We were asked by a reviewer to provide p-values as to better understand the model estimates in our bayesian multilevel model. The model is a typical model of multiple observations per participant in an experiment. We estimated the model with Stan, so we can easily compute additional posterior statistics. Currently, we are reporting (visually and in tables) the mean estimate and the 0.025 and 0.975 quantiles.
My response so far would include:
- P-values are inconsistent with bayesian models, i.e. $P(X|\theta) \neq P(\theta|X).$
- Based on the posterior, we can calculate the probability of parameters being larger (smaller) than 0. This looks a bit like a traditional p-value.
My question is whether this is a response that can satisfy a reviewer or will it only cause more confusion?

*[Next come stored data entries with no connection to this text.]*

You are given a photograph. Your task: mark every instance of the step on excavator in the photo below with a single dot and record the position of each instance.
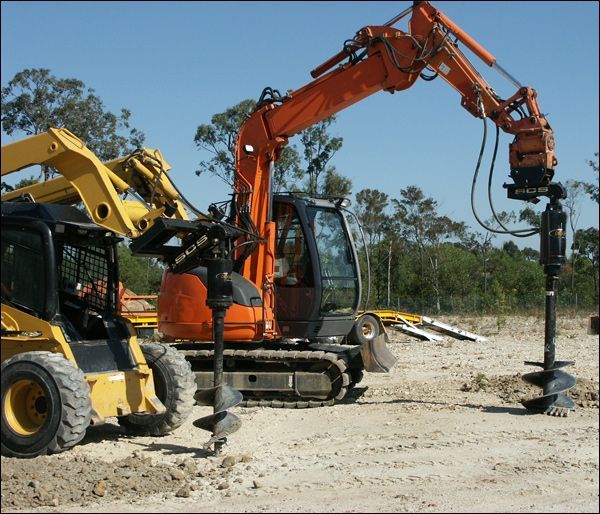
(255, 286)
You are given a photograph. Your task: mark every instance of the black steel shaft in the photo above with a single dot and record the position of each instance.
(550, 327)
(552, 379)
(218, 323)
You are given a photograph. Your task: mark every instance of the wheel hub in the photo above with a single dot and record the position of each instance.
(25, 407)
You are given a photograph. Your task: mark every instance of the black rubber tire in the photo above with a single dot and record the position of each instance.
(66, 403)
(364, 330)
(175, 386)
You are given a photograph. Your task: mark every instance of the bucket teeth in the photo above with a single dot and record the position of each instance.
(221, 423)
(554, 382)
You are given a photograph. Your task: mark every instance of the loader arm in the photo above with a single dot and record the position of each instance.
(379, 58)
(84, 178)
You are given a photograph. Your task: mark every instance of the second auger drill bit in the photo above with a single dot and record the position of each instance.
(222, 397)
(552, 379)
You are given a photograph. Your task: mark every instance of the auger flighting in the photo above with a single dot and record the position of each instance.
(222, 397)
(551, 379)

Update 10-Oct: We rewrote the paper with the advice in the answer in mind. The paper is accepted so I will reiterate my earlier comment that this was really helpful advice!
First, a quick clarification: Although the likelihood is indeed not the posterior, p-values are not so much inconsistent with Bayesian inference as usually just a different thing, for all the reasons that confidence intervals may or may not line up with credible intervals. (Although not necessarily an entirely different thing, as shown by posterior predictive checking, which really does involve p-values.)
However I’m guessing that this level of sophistication is not what the reviewer has in mind. I’d guess they just ‘know’ that statistical models are meant to have p-values, so they’ve asked for them. So the question remains: how to respond?
When ‘reviewer wants an X’ I have found it useful to ask myself two related questions:
Motivation: What do they want X to do for them?
Rational reconstruction: What would be most similar-sounding sensible thing they could have asked for instead of X if they wanted to do that?
Then give them that instead.
The advantage of an ignorant reviewer (who may nevertheless be smart and right about the paper) is that they seldom have a clear idea of what they mean when they ask for X. This means that if you reconstruct them asking a better question, they’ll be content to see you answer it instead.
In your case, it’s quite possible that the reviewer wants a parallel frequentist analysis, though I doubt it. What I think you want to work with is the reviewer’s hint that they want p-values to ‘to better understand the model’. Your job, I think, is to parse this in a way that makes the reviewer sound wise. Presumably there were a few following sentences noting what was unclear from the paper. Perhaps there were some effects of interest to the reviewer that could not be reconstructed from your parameter marginals, or some quantities that would illuminate what the model would say about cases of interest to them, or a lack single number summaries…
If you can identify these concerns then you can wrap up your response in the following forms (original request in square brackets):
“the reviewer [demands a p-value for an interaction term] was concerned that it was unclear from our presentation how A varied with B, so in Figure 2 we show…” or “the reviewer wondered [whether we could reject the hypothesis that the effect of A is zero] about the direction of the effect of A. Table 3 shows that this model gives a 99% probability that this is negative” or “the reviewer wonders [whether our model is significantly better fitting than a model containing only A] how our model compared to one containing only A. We address this question by comparing it to … by using DIC / computing a Bayes Factor / showing our inferences about A are robust to the inclusion of B” etc.
In each case there is a close translation of the original request and an answer.
Caveats: this strategy seems to work best when the reviewer is a subject matter expert with a relatively weak understanding of statistics. It does not work with the self-identified statistically sophisticated reviewer who actually does want an X because they like Xs or read about them somewhere recently. I have no suggestions for the latter.
Finally, I would strongly recommend not saying anything even faintly religious about Bayes being a different paradigm and the reviewers questions making no sense within it. Even if this is true, it makes everybody grumpy for no real gain.